Left with no choice- Amenla transported the cylinder back home. Thankfully it seemed to work and Mrs Sethi was put on oxygen support. Mrs Sethi’s son came on video call and asked her to show the cylinder. Seeing the condition of the cylinder- he flared up. “Are you mad and are you trying to cheat my mother. You paid 10K for this unhygienic junk….”. Amenla was as it is stressed out and she could not bear it any more “Why don’t you come yourself and take care of her. I will leave…” she blurted. Mrs Sethi’s son sensing that if Amenla actually left there would be no one to take care of Mrs Sethi –immediately calmed down and short of apologising..told her that she was doing a fine job and said that he was trying to come to India the earliest.
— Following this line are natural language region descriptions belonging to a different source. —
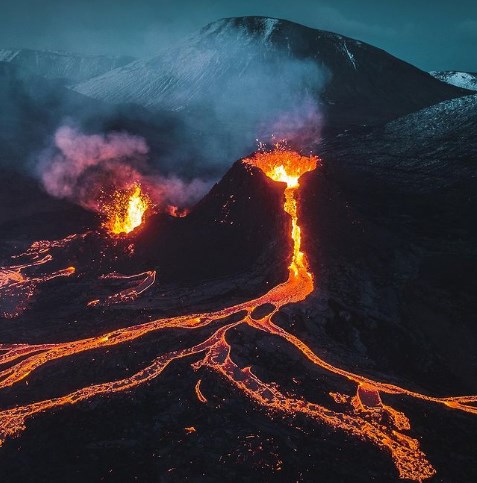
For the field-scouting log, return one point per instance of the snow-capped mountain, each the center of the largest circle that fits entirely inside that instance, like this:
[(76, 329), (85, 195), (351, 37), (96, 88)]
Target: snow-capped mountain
[(356, 83), (466, 80), (64, 66)]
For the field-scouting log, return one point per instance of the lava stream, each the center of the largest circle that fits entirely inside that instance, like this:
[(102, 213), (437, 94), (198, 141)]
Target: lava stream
[(363, 414)]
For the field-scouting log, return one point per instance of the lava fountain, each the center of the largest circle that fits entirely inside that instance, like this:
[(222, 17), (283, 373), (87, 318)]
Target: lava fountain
[(362, 414), (126, 210)]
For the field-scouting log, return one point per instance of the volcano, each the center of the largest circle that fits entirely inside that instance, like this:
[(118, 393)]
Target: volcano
[(312, 316), (360, 84)]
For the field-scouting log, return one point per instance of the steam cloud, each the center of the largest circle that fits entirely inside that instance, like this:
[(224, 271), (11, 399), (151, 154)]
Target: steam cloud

It was the 6th of May and more than a week since she had moved into Mrs Sethi’s house. With all the precautions she was taking and definitely with a lot of good luck..Amenla was still okay. But Mrs Sethi’s health was fluctuating up and down. The oxygen cylinder needed constant filling up. Amenla had found a cylinder filling point just across the road run by a Sikh Charity and had to stand in a queue for over 2 hours before her cylinder was filled each day. She was mentally and physically exhausted….she just wanted the money which Mrs Sethi had promised her and then go back to Nagaland as soon as possible. She pined to see her mother and Joseph.
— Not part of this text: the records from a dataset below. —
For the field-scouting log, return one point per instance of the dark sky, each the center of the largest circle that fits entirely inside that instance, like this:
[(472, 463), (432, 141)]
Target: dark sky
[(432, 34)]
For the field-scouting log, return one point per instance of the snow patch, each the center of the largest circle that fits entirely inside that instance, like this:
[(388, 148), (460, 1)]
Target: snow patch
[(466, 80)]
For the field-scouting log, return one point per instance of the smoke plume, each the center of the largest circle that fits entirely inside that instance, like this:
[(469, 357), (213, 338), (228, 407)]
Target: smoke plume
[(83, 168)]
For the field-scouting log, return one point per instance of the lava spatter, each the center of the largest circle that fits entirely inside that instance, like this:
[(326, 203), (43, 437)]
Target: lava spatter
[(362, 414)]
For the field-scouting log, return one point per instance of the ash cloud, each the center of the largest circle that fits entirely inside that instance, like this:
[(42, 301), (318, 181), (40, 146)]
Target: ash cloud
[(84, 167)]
On 7th May- Mrs Sethi’s son informed her that he would be coming down from the US on 10th May on a repatriation flight (Amenla didn’t know what that meant). Mrs Sethi seemed visibly happy through the oxygen mask- though her condition had deteriorated over the last few days.
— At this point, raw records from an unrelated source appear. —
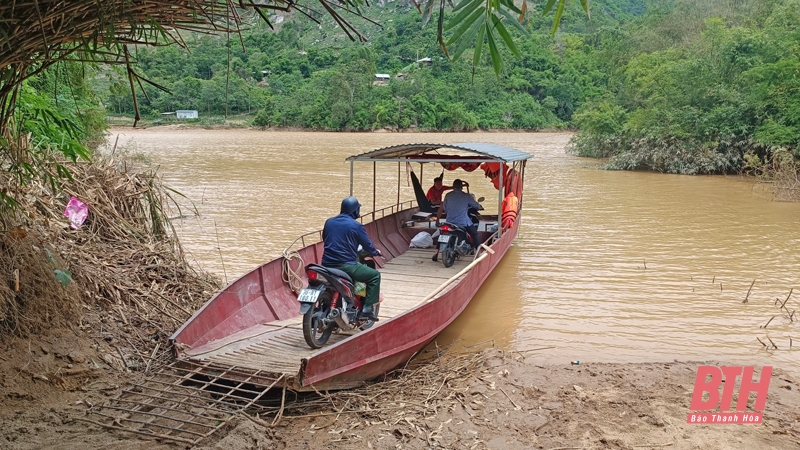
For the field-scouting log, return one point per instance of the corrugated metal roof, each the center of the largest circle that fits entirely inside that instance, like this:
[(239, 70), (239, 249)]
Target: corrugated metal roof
[(481, 149)]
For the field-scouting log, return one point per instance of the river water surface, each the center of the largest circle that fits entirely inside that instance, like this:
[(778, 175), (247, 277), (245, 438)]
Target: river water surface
[(607, 266)]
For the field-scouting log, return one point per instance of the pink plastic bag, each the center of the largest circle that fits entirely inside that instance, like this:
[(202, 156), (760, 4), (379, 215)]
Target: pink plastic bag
[(77, 211)]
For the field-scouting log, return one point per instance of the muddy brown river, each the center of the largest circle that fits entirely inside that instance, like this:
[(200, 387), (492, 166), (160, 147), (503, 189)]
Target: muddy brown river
[(607, 267)]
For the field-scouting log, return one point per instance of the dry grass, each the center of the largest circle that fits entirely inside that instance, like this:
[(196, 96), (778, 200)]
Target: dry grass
[(125, 261)]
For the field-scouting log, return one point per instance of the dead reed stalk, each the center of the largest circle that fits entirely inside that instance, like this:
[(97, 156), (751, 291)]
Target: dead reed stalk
[(126, 263)]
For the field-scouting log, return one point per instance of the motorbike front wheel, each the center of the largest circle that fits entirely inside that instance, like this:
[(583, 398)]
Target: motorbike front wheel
[(315, 335), (449, 256)]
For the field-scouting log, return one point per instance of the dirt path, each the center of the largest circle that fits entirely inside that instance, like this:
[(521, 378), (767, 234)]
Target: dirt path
[(501, 401)]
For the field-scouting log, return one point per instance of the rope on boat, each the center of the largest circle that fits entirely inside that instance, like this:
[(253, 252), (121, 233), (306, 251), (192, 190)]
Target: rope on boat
[(290, 275)]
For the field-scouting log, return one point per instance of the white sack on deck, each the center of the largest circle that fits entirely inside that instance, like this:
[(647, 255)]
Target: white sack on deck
[(421, 240)]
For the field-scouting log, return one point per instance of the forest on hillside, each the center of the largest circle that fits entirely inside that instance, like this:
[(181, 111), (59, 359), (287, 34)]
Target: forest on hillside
[(312, 76), (676, 86)]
Three days hence a car stopped outside the house and honked. Amenla peeped outside and found a man getting down from the car dressed from head to toe in PPE. It was Mrs Sethi’s son. He took hesitant steps and reached the house..and entered the house. He went up to his mother’s room without acknowledging Amenla’s “Good morning” and spoke to the lady..”Mom I’m here. I have arranged a hospital bed and we will shift you there tomorrow first thing”. He thereafter rushed out of the house without spending much time and after spraying himself with sanitiser got back into the car and sped away.

That night Mrs Sethi died. Amenla too had developed a mild fever and a cough. What happened after that was a blur… a lot of people came in PPEs and took away Mrs Sethi’s body…and a flurry of workers busied themselves in sanitising the house. Mrs Sethi’s son curtly told Amenla that she could leave. “Sir, my money..which madam had promised me” she said..amid a bout of cough. He looked at her in horror and disgust. “Don’t come close. Here, take this and just go” and gave a Rs 2,000 note. “Sir, madam had promised me Rs 2,000 per day. I had taken care of her for 11 days..”protested Amenla. “Well Madam is dead now…. Don’t be so greedy. Just take this and get going..I’m not going to give you a rupee more” he said throwing another Rs 2,000 note on the table before rushing out of the house. Amenla looked shocked and was shaken out from her daze when a sanitary worker picked up the note and gave it to her..”Didi (sister), this must be yours…we have to seal the house. Please step aside”.

Big warm tears flowed down her cheeks. Her body was racked with fever and her throat ached as she trudged down the street with her meagre belongings packed in a battered air-bag. She passed by the Sikh Charity and the burly Sardar there waved at her recognising her. She walked up to the kiosk and without saying a word- dropped the second 2,000 Rupee note which Mrs Sethi’s son had thrown at her into the donation box of the Charity and walked away.

The e-rickshaw dropped her off in Gurgaon railway station. Amenla bought a ticket and walked through the platform labouring to breathe. The platform was crowded with a lot of desperate people looking to get back to their villages in the hinterland and smelt of sweat, urine and utter despondency. She flopped on a bench on Platform 2 and waited for a train which would take her back to the North East- at least the air would smell sweeter there.